Report: Top Changes in Home Health Operations
Home health care agencies are outsourcing more services and dealing with more difficulty when it comes to hiring nursing staff, according to the fourth biannual National State of the Industry (SOI) Report for Home Health and Hospice, by Fazzi Associates.
The 2016-2017 report surveyed 751 home health agencies on operations and best practices, with analysis on the ongoing “dramatic changes” in the field.
Fazzi Associates is a home care consulting firm based in Massachusetts that engages in best practices research studies and is one of the largest home health coding outsourcing providers.

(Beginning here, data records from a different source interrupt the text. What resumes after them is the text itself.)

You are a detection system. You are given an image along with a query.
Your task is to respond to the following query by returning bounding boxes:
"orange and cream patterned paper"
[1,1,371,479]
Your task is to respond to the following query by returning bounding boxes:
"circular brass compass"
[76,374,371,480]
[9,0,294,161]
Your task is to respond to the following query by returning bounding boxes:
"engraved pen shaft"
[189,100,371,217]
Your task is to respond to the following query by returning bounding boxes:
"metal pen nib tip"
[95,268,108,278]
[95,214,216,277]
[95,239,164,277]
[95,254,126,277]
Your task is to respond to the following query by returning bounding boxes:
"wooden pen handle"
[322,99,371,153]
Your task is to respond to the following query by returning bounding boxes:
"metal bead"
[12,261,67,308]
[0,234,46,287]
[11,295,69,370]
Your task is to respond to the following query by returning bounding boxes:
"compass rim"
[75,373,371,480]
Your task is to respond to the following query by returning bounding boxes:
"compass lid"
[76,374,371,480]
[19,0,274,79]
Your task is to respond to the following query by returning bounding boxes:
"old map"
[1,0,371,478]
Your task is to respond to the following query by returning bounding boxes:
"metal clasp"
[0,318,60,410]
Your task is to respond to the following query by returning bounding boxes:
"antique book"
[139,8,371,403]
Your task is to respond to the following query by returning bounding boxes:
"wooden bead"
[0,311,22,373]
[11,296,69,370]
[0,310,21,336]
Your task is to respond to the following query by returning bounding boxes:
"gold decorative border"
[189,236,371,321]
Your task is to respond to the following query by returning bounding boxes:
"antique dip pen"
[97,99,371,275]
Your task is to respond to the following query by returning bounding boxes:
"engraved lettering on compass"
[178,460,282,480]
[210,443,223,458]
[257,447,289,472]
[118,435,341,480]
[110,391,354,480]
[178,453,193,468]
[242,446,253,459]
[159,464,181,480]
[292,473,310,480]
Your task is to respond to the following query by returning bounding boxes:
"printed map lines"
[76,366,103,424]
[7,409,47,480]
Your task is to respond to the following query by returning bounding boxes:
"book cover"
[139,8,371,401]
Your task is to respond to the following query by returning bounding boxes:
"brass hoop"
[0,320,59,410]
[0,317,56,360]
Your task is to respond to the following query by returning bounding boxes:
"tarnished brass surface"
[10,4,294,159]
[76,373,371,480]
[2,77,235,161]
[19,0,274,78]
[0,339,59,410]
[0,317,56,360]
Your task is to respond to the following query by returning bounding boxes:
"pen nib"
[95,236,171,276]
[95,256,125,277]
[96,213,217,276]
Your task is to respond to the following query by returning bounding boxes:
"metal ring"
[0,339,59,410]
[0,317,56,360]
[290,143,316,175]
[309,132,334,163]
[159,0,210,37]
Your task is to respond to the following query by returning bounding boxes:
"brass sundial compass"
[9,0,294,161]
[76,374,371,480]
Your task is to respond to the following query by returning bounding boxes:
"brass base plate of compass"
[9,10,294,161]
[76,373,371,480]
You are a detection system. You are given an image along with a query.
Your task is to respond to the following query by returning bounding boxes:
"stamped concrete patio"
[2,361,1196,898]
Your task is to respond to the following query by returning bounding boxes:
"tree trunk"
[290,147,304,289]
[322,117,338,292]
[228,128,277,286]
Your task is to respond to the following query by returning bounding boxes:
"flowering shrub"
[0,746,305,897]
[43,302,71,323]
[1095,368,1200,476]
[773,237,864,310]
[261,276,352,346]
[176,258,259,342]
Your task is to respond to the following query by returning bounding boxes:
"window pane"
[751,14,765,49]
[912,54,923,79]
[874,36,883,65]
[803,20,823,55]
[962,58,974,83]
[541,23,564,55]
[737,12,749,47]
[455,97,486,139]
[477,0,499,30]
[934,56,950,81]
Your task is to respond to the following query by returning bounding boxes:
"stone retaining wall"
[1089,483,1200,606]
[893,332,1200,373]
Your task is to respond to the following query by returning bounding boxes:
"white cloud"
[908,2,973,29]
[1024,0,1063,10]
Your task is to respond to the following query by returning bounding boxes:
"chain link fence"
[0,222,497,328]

Here are some of the top changes home health agencies have reported over the last few years, according to the SOI report:
Not surprisingly, one of the biggest changes home health agencies reported is how they deal with hiring and finding nursing care staff. Compared to the 2014 report, there was a 77% increase in overall respondents that said they found hiring field nursing staff “very difficult.” Home health agencies regularly cite recruiting as a top challenge, and the caregiver shortage is costly to providers.
“Every time that number goes up, you know it’s costing a lot of money,” Bob Fazzi, managing partner at Fazzi Associates, told Home Health Care News on Monday. “The shortage comes from the number of nurses who are retiring, and there are not the numbers coming in to take their places. In some areas, agencies are finding it difficult to fulfill responsibilities without staff to provide the services.”
Fazzi estimates that it costs agencies about 1.5 times an employee’s salary to replace them. Looking ahead, the crisis of not enough workers is very likely to continue.
“Systems are competing with each other [for nurses]—from hospitals and long-term care,” Fazzi said. “With increasing demand for the aging population and less clinicians in the field, that puts us into a crisis. And that number will get worse.”
From 2014 to 2016, the number of home health care agencies—particularly larger agencies—that outsourced services, including coding, rose significantly. Only 6% of respondents said they outsourced coding in 2014, while 29% said so in 2016. While this represents a jump in use, other health care providers have been more prominent in outsourcing many services for proper clinical documentation and coding. In particular, outsourcing services is more prevalent among hospitals and health systems, though more home health agencies are likely to outsource in the future.
“The way it tends to work is that … home health is following the hospitals simply because they are often the earliest adopters to go after things because they are trying to improve quality and save money,” Fazzi told HHCN.
Of respondents that do not outsource coding, another 11% said they were planning to consider it within the next year, according to the report.
The majority of agencies reported that they outsourced coding to complete the function, followed by outsourcing to supplement internal coding and to cover for time when staff are not available, such as vacations and holidays.
Technology and Function
Just 63% of respondents said they had the capability to receive and/or transmit electronic health record (EHR) information to and from health care providers that are not part of their own agency or system. Respondents that do have this capability ranked higher in quality and those that responded they did not, according to the report.
In addition, there was a “significant difference” in profitability between agencies with different EHR capabilities, with EHR users seeing higher Medicare margins, according to the report.
Among EHR systems, Fazzi predicts more consolidation across current providers.
In the realm of telehealth, 23% of respondents said they use a telehealth or telemonitoring system—technology communication systems (video or non-video) that are used to transfer health information from the home to a provider.
From 2008 to 2014, Medicare spending on telehealth visits jumped from $2 million to nearly $14 million, with higher rate of usage in states with large rural populations.
However, the increase in 2016 was only a slight one over 2014 results. Home health’s adoption into telehealth may be slow in part because it is still evolving in how digital health can be utilized across the health system.
“In the long run, it will do nothing but grow,” Fazzi said. “Over the next couple years, we will get a better sense of how home health interacts with the health system as a whole.”
Just as home health agencies have seen operational changes from 2014 to 2016, more are likely to come, as 29.5% of respondents indicated that their agency will likely not stay the same over the next 12 months. This was due to a combination of merging or affiliating, acquisition activity, selling, closing or being unsure about their future.